As trends such as payment facilitation and integrated payments continue to unfold, at least some payments providers are giving more thought to long-held branding strategies. The latest example is that of FortisPay, which on Tuesday announced it is dropping the “Pay” and is now in the market simply as Fortis.
Under new chief executive and payments-industry veteran Greg Cohen, the 11-year-old, Novi, Mich.-based company came to the conclusion that its growth in weaving payments into business software indicated a new identity. “We are a guided platform for software,” Cohen says. “Our job is to take payments and make it invisible. It just happens within the software.”
That emphasis on payments integration for software developers has paid off in recent years. Processing volume has grown 46% over the past year, all of it organic, that is, from existing operations, according to the company. Revenues have quintupled over the past two years. Fortis does not release absolute numbers, though Cohen says volume is now “well north of $15 billion,” with a merchant base of some 20,000 businesses, with many in the health-care, specialty retail, and business-to-business categories.
Now, by dropping the “Pay” from its name, the company is signaling its emphasis on partnering with providers of business software says Cohen, who took on the CEO title in July after having assumed the role of executive chairman in October 2019. “We’re grounded in payments but now we’re [also] grounded in a payments-enablement platform,” he says.

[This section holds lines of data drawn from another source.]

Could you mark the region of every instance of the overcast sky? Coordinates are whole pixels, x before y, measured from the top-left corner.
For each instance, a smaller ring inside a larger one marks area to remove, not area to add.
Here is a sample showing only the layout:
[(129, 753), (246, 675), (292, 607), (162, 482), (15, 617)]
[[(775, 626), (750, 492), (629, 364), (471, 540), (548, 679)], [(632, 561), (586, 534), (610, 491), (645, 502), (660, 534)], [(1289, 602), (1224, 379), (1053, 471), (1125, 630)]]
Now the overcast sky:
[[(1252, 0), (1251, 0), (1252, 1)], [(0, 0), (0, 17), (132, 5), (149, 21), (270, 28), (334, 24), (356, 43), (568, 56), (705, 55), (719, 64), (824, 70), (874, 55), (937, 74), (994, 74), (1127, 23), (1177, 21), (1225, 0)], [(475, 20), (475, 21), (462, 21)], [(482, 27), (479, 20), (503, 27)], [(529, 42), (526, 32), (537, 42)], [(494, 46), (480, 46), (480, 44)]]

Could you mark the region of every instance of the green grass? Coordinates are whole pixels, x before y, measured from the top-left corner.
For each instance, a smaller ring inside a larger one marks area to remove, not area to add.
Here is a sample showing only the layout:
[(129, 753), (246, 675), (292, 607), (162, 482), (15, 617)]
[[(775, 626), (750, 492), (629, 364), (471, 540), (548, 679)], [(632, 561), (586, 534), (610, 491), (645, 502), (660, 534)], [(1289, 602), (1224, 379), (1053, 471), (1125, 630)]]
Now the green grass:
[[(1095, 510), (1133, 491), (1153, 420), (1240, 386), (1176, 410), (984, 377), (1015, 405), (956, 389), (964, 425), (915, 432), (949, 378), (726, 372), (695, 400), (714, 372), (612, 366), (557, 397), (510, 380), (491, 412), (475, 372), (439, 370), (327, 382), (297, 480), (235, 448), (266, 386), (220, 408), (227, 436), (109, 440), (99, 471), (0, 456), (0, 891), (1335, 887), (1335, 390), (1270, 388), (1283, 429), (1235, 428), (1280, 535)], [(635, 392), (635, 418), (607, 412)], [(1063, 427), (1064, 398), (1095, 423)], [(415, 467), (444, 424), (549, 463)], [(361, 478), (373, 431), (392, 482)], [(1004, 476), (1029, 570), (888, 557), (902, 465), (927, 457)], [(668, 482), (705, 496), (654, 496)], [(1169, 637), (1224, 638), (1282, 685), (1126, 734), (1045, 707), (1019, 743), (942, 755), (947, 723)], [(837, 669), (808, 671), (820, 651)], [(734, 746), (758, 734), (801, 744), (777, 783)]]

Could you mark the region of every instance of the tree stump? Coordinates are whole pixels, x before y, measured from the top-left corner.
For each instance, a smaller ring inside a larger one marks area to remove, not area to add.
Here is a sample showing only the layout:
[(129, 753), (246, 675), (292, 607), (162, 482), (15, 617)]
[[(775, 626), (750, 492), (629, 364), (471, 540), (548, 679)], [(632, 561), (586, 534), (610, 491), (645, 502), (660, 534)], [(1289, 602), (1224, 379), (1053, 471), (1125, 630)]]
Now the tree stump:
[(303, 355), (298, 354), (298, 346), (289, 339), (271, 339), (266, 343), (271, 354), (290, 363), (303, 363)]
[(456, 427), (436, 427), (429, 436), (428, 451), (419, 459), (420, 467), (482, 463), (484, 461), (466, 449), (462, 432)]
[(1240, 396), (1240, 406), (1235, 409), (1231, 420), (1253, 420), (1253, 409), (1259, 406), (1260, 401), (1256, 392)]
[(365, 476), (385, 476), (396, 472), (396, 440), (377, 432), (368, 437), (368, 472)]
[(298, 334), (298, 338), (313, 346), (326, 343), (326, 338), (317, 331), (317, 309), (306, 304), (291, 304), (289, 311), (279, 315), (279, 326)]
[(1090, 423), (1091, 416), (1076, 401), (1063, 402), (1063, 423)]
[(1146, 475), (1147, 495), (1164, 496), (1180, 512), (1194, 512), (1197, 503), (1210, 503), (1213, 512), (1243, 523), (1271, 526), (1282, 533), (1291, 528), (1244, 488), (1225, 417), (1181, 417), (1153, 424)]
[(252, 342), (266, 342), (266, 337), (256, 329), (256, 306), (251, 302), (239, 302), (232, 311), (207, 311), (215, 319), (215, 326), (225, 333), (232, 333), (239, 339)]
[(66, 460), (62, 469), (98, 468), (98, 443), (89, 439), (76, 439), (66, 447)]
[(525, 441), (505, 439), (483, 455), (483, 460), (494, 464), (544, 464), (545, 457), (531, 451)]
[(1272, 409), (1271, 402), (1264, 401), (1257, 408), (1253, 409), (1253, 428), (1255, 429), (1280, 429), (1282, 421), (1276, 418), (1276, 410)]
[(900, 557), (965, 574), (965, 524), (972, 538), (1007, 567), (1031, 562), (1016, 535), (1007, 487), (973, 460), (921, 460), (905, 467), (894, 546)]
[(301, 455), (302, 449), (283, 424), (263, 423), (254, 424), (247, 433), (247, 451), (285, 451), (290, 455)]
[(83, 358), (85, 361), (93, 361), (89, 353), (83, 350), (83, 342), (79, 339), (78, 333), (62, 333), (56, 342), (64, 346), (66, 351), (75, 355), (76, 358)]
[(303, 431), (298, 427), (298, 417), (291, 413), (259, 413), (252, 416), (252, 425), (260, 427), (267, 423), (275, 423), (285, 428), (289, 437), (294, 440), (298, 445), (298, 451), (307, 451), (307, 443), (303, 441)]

The platform, he adds, provides a “single integration point” for multiple scenarios. “It’s a platform where you can walk, jog, or run,” he says.
Cohen is a veteran in the acquiring business, having served in high-level roles with such firms as Paya, iPayment, Cayan (now part of Global Payments), Verifone, and Moneris (now part of FIS Inc.). Now, by stressing Fortis’s role in making payments “just happen within the software,” Cohen is out to ratchet up growth through its work with business-software developers. “Our job is to make software providers stronger,” he says. “We make their software stronger.”